La recette du succès

Formule 5000

© Classic & Sports Car / LAT Photographic

Avec des moteurs de série, des gros pneus et des noms célèbres, la Formule 5000 était la recette d’un spectacle superbe.

Chris Summers est un type costaud qui prend le sport automobile au sérieux. Fatigué des moteurs de course coûteux et compliqués, ce propriétaire de garage basé près de Coventry achète 75 £ un V8 Rochester à injection Ramjet provenant de la Chevrolet Bel Air 1958 expérimentale de BP. Réalésé de 4,4 à 4,7 litres et préparé par Downton Engineering (futur préparateur Mini), il est installé dans une ancienne Cooper de F2 de 1958. Cette hybride de 320 ch remporte à partir de 1962 des épreuves de formule libre, courses de côte et sprint avant d’être remplacée deux ans plus tard par une Lotus 24 de F1 dans laquelle Summers installe un 5,4 litres.

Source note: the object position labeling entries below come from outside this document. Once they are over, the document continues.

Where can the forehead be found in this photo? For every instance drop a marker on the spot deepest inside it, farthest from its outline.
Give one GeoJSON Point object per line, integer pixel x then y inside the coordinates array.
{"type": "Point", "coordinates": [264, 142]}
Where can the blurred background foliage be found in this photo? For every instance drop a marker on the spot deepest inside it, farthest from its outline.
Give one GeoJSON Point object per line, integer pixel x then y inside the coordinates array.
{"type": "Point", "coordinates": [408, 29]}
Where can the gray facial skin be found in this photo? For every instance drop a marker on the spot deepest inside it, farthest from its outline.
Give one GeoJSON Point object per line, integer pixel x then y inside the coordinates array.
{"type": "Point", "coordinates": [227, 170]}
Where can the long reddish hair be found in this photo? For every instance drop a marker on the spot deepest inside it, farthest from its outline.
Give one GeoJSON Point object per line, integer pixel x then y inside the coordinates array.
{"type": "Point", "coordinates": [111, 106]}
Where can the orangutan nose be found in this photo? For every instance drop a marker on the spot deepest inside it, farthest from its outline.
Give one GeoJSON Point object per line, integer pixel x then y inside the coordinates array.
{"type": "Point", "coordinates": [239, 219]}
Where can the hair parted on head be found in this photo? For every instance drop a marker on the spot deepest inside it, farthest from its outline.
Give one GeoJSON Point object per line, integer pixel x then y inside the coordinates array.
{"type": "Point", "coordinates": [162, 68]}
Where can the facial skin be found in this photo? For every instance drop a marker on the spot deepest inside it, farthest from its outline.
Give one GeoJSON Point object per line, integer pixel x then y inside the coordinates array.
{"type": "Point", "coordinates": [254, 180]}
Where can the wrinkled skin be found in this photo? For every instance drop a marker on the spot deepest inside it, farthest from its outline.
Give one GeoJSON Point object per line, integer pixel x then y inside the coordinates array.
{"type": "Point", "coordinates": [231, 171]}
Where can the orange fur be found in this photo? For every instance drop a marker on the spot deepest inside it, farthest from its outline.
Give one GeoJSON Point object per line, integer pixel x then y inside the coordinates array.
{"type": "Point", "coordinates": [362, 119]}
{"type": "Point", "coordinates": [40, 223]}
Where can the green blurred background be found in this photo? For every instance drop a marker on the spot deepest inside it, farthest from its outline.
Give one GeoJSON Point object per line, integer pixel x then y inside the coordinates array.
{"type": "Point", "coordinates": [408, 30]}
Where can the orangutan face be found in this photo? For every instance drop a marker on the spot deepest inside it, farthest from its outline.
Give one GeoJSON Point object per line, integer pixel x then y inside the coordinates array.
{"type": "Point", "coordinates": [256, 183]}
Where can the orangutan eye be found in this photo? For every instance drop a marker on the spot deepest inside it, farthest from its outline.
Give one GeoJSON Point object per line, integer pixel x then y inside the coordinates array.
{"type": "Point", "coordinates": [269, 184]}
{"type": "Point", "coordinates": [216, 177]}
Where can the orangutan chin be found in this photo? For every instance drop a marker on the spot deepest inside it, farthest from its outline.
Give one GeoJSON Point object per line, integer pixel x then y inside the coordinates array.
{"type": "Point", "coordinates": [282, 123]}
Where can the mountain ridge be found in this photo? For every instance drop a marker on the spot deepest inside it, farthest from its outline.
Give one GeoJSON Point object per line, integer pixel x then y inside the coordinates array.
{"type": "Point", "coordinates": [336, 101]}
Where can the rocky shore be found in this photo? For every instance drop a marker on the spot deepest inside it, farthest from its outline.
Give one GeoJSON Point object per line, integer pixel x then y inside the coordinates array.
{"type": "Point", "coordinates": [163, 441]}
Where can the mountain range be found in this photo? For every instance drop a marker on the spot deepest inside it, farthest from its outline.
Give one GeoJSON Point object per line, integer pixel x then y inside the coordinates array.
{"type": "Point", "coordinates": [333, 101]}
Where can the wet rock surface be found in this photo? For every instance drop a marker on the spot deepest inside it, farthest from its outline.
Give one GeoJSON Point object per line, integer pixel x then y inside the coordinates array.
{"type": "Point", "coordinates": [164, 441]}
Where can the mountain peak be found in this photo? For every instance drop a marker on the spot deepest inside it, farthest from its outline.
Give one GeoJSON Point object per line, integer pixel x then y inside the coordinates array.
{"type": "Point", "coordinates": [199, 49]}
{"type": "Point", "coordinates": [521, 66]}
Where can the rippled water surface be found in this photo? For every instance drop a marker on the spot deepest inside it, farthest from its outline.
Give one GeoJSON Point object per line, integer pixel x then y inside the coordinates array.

A cette époque, d’autres pilotes britanniques intrépides ont déjà suivi son exemple.

Le romantique Dan Gurney, plus haut sur l’échelle du sport automobile, investit lui aussi dans les moteurs de série pour monoplaces, ayant qualifié la voiture à V8 Buick de Mickey Thompson en 1962 à Indianapolis, tout en jouant un rôle-clé dans la campagne « Lotus Powered by Ford » qui a failli déboucher en 1963 sur une victoire de Jim Clark avec une version expérimentale du V8 Fairlane. Une réduction de cylindrée en 1966 (de 5 à 4,2 litres) aide Gurney à remporter les Rex Mays 300 à Riverside en 1967, avec une Indycar Eagle dotée d’un bloc de V8 Ford culbuté, à culasses Weslake Engineering. Il termine aussi deuxième à Indianapolis en 1968 et 1969. A époque, une douzaine de voiture similaires ont déjà rompu la tranquillité d’Oulton Park.